Probably the most serious risk these days is that hackers might break into a Web site where you've purchased a product and will be able to steal your credit card number. Note that this attack has absolutely nothing to do whether your conversation with the Web site was encrypted or not. That only protects the data from ``eavesdroppers''. Once a Web site has your credit card and stores it on their computer, the encryption is long since decrypted. The only good general advice is to only do business with larger and more established sites. Because they have more to loose, they spend more effort protecting their sites. Also, keep in mind that most credit cards offer a zero-deductible for any Internet-related fraud. You should always read your monthly credit card statements, and you should challenge any charges that you did not make. Unless an online vendor can prove that they really did business with you, they have to eat the loss.

Further information

There are a lot of documents out there that try to cover this topic. If you want a picture of just how bad privacy could become and why it's important to actively do something about it, I heartily recommend reading Database Nation, by Simson Garfinkel (O'Reilly & Associates, January 2000).

Privacy isn't just about hiding things. It's about self-possession, autonomy, and integrity. As we move into the computerized world of the twenty-first century, privacy will be one of our most important civil rights...
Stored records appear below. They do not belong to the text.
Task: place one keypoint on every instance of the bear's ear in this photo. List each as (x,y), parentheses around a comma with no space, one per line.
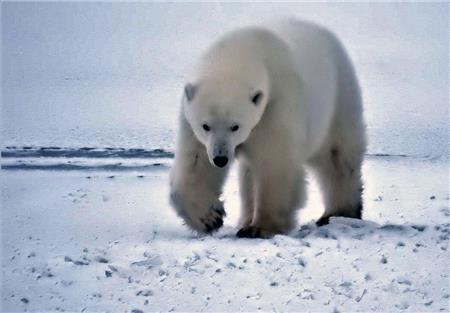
(189,91)
(256,97)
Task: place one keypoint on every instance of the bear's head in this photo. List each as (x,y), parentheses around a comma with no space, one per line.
(223,112)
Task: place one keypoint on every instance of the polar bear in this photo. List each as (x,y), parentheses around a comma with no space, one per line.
(278,99)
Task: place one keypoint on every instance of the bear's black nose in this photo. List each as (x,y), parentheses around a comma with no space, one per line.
(220,161)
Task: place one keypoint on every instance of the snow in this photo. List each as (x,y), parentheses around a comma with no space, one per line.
(111,74)
(108,241)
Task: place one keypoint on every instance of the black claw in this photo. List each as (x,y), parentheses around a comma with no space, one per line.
(220,210)
(251,232)
(209,228)
(324,220)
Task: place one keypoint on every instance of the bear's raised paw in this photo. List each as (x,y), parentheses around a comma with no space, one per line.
(253,232)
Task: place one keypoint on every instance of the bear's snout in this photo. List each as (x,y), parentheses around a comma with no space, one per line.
(220,161)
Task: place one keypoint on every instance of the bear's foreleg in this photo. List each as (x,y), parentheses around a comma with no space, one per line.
(338,172)
(279,191)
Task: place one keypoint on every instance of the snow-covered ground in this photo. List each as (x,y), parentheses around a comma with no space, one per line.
(91,241)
• It's not about the man who wants to watch pornography in complete anonymity over the Internet. It's about the woman who's afraid to use the Internet to organize her community against a proposed toxic dump - afraid because the dump's investors are sure to dig through her past if she becomes too much of a nuisance.
• It's not about people speeding on the nation's highways who get automatically generated tickets mailed to them thanks to a computerized speeding trap. It's about lovers who will take less joy in walking around city streets or visiting stores because they know they're being photographed by surveillance cameras everywhere they step.
• It's not about the special prosecutors who leave no stone unturned in their search for corruption or political misdeeds. It's about good, upstanding citizens who are now refusing to enter public service because they don't want a bloodthirsty press rummaging through their old school reports, computerized medical records, and email.
• It's not about the searches, metal detectors, and inquisitions that have become a routine part of our daily lives at airports, schools, and federal buildings. It's about a society that views law-abiding citizens as potential terrorists, yet does little to effectively protect its citizens from the real threats to their safety.

- Database Nation, Simson Garfinkel (quote used with permission)

Some good links

CookieCentral

General information about cookies, how they're used, and pointers to a number of utilities to help you manage your cookies.

EPIC, EFF, ACLU

There are a number of political organizations that concern themselves with your privacy. They're worth supporting.